About 10 days ago, I started the Whole30 diet. Whole30 is a popular elimination diet that purportedly helps with everything from weight loss to chronic inflammation. I’m trying it because I’ve had stomach problems since May that haven’t gone away. I figured that a strict approach to food could help me discover how my diet is, or is not, part of the problem.

The Whole30 plan is strict: 30 days not eating or drinking any dairy, simple carbs (bread, pasta, crackers, rice), added sugar, legumes or alcohol. Plus you try to limit fruit to two servings a day. This boils down to every meal being some version of a protein and a vegetable, and I’m also eating a lot of tree nuts (no peanuts, they are legumes). Breakfast is particularly tough, since my staples of cereal or oatmeal or yogurt plus coffee with milk and sugar are all forbidden. In addition to everything I’m cutting out, it’s also a ton of food prep since everything prepared by someone else has either sugar or bread or butter in it.

While it’s not easy, it does seem to be helping me some. Plus, it’s an interesting experiment in resetting my body’s expectations around sugar, which is my biggest dietary vice.

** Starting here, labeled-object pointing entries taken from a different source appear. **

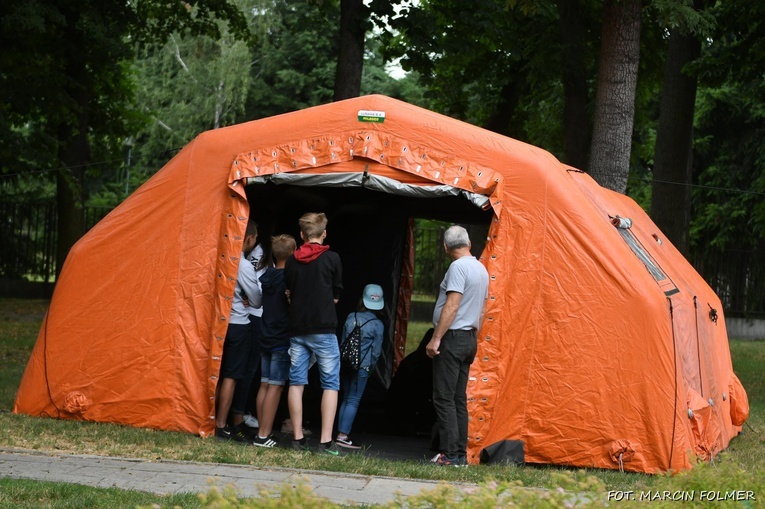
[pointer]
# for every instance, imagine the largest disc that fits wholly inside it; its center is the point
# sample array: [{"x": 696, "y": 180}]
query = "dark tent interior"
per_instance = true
[{"x": 369, "y": 230}]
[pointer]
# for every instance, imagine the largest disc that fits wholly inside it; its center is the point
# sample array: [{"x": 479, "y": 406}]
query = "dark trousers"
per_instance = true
[
  {"x": 451, "y": 368},
  {"x": 240, "y": 403}
]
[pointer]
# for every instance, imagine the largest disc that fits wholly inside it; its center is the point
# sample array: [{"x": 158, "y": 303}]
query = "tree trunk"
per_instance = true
[
  {"x": 671, "y": 191},
  {"x": 350, "y": 59},
  {"x": 74, "y": 155},
  {"x": 615, "y": 99},
  {"x": 574, "y": 76}
]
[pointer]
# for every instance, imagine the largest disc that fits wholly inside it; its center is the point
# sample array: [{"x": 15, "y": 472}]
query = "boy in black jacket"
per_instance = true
[{"x": 313, "y": 275}]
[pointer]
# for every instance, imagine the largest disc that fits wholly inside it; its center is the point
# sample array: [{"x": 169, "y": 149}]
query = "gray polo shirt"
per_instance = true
[{"x": 467, "y": 276}]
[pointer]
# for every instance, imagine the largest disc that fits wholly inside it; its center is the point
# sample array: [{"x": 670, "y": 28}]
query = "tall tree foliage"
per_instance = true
[{"x": 65, "y": 82}]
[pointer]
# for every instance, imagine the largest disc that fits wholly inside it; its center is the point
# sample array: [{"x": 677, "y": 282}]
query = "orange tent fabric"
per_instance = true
[{"x": 585, "y": 354}]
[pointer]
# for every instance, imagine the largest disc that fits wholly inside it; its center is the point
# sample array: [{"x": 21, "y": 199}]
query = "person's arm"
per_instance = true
[
  {"x": 337, "y": 282},
  {"x": 248, "y": 281},
  {"x": 448, "y": 314}
]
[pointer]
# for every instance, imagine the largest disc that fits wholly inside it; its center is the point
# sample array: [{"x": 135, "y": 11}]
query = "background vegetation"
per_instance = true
[{"x": 741, "y": 467}]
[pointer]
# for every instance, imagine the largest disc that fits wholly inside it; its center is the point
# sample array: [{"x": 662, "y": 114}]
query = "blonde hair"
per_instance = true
[
  {"x": 282, "y": 246},
  {"x": 313, "y": 224}
]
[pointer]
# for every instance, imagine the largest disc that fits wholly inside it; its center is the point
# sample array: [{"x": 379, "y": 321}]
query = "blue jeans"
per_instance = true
[
  {"x": 327, "y": 352},
  {"x": 450, "y": 375},
  {"x": 352, "y": 385}
]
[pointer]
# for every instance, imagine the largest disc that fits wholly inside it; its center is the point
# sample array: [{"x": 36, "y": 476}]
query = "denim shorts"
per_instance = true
[
  {"x": 275, "y": 367},
  {"x": 327, "y": 352}
]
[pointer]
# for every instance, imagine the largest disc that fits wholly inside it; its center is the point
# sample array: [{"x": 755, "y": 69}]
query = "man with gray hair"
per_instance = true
[{"x": 457, "y": 316}]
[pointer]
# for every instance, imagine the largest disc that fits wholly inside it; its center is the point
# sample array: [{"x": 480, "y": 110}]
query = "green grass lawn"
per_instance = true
[{"x": 20, "y": 322}]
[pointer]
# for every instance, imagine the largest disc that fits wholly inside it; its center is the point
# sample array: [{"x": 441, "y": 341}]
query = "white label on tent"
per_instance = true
[{"x": 371, "y": 116}]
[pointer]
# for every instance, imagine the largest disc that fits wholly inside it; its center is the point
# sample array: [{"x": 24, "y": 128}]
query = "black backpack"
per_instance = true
[{"x": 350, "y": 348}]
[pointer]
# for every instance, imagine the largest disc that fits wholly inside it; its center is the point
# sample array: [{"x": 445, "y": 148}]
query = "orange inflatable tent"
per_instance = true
[{"x": 601, "y": 346}]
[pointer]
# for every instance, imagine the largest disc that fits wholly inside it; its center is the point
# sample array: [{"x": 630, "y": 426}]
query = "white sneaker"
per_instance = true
[
  {"x": 287, "y": 428},
  {"x": 251, "y": 421}
]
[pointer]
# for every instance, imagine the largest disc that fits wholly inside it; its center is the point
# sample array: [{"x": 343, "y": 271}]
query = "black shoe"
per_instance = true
[
  {"x": 241, "y": 433},
  {"x": 268, "y": 442},
  {"x": 345, "y": 442},
  {"x": 300, "y": 445},
  {"x": 224, "y": 433}
]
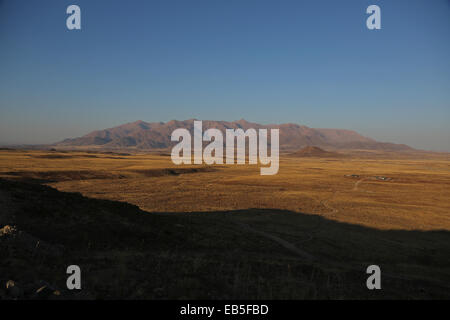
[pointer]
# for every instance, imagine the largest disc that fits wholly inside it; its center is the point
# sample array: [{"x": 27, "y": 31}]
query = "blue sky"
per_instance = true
[{"x": 307, "y": 62}]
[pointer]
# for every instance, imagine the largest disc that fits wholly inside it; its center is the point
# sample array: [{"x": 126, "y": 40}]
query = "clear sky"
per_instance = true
[{"x": 309, "y": 62}]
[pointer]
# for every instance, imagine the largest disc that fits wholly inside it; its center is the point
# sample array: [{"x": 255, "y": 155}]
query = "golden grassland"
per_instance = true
[
  {"x": 225, "y": 231},
  {"x": 415, "y": 195}
]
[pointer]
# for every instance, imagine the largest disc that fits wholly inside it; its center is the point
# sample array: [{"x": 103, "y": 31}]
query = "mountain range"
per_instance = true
[{"x": 156, "y": 135}]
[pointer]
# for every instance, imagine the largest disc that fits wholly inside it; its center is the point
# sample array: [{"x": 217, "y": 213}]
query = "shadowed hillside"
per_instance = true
[{"x": 125, "y": 252}]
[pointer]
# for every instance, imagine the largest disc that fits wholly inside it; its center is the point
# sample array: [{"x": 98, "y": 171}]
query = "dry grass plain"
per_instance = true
[{"x": 318, "y": 223}]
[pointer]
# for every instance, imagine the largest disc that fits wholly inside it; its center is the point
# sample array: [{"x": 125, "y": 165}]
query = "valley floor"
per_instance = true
[{"x": 141, "y": 227}]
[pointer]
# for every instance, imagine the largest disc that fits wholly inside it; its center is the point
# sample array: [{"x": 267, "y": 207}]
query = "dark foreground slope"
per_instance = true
[{"x": 127, "y": 253}]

Here’s what this looks like in practice: last week, I had back-to-back breakfast meetings. At Maison Kaiser, which has the most incredible baguettes and breads I’ve found outside of France, I had a half an avocado, a serving of bacon, and a cup of herbal tea. Then, at my next meeting in an open cafeteria, where I’d normally have gotten a Danish and a fruit salad, I had, instead, a cup of plain herbal tea. Fun.

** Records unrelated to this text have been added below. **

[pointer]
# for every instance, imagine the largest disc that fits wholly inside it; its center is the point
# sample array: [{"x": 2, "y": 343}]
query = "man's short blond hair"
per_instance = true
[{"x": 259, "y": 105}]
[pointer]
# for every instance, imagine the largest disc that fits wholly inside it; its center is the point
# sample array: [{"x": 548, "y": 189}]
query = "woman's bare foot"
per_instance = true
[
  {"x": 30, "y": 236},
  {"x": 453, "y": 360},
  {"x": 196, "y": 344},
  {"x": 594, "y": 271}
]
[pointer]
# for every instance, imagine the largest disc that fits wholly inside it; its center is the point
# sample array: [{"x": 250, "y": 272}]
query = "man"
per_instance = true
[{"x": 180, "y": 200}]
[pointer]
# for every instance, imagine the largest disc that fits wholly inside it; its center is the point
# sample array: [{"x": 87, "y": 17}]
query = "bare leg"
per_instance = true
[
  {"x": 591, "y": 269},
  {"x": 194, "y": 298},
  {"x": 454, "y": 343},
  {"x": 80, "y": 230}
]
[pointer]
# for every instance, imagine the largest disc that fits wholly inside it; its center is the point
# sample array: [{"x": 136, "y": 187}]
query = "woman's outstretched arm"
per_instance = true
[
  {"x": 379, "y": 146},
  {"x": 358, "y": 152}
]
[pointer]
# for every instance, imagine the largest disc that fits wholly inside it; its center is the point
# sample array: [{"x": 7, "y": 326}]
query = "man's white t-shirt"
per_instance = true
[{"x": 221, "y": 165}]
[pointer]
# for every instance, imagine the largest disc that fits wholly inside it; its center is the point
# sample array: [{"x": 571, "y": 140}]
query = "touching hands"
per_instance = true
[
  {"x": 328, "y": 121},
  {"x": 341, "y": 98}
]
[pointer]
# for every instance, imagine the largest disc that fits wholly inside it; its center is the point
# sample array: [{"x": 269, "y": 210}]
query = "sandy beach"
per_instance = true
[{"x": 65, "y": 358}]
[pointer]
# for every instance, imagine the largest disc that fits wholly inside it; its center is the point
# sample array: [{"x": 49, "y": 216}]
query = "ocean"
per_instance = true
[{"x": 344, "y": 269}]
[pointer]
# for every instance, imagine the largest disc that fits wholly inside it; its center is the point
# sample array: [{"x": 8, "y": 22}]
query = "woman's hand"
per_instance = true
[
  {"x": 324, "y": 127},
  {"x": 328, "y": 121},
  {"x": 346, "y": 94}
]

At the cafeteria, my cup of tea steaming in front of me, I noticed the donut that the person I was meeting with was eating. I had a visceral subconscious reaction: unbelievable that someone would have a sugar donut at breakfast at 9:15 am!!

And then I checked myself, because six days ago I’d have had the exact same thing.

What struck me was how something that was brand new to me–this crazy diet–already felt permanent, enough that my subconscious mind was judging someone who was happily having a doughnut and a coffee just like I would have had a week ago.

This is what I’d call The Forever Problem, the feeling that whatever is happening to us right at this moment is real, true, and permanent.

With respect to adhering to Whole30, my Forever Problem does help me at times: with strict dietary rules, I enter every place where there’s food, from my pantry to a restaurant, differently. I skip past 95% of the available food, say “that’s not what I eat,” and move on.

But more often than not it hurts me.

When I’m hungry on this diet, or craving something, it feels like I will feel this way forever.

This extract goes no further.